On Thu, Oct 15, 2015 at 10:34 PM, Hao Wang <billhao.l...@gmail.com> wrote:

> Hi,
>
> I have searched around but could not find a satisfying answer to this
> question: what is the best way to do a complex transformation on a
> dataframe column?
>
> For example, I have a dataframe with the following schema and a function
> that has pretty complex logic to format addresses. I would like to use the
> function to format each address and store the output as an additional
> column in the dataframe. What is the best way to do it?

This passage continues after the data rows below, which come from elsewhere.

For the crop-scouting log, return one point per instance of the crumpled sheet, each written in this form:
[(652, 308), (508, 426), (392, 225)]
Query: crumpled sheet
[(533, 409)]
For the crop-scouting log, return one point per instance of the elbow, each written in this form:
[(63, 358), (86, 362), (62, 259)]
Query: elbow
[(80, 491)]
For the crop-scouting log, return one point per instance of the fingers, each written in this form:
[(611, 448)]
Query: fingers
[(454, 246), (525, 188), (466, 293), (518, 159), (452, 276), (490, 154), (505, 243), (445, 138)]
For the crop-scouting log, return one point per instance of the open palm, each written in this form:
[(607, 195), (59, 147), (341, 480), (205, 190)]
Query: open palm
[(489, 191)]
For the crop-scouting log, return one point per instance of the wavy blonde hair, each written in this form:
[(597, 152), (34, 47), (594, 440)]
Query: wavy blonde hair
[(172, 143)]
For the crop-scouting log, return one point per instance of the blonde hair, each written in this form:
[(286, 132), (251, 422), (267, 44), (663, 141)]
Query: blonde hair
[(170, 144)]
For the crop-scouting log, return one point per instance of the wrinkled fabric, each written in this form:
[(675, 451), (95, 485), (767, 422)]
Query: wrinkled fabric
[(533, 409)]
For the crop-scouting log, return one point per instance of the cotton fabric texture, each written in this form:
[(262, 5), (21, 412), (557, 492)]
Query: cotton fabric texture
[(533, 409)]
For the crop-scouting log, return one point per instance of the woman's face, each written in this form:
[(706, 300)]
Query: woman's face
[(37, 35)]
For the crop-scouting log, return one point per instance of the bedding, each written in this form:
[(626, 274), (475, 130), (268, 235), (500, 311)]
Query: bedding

Use Dataframe.map?
> Define a UDF? Some code example would be appreciated.
>
> Input dataframe:
> root
>  |-- ID: string (nullable = true)
>  |-- Name: string (nullable = true)
>  |-- PhoneNumber: string (nullable = true)
>  |-- Address: string (nullable = true)
>
> Output dataframe:
> root
>  |-- ID: string (nullable = true)
>  |-- Name: string (nullable = true)
>  |-- PhoneNumber: string (nullable = true)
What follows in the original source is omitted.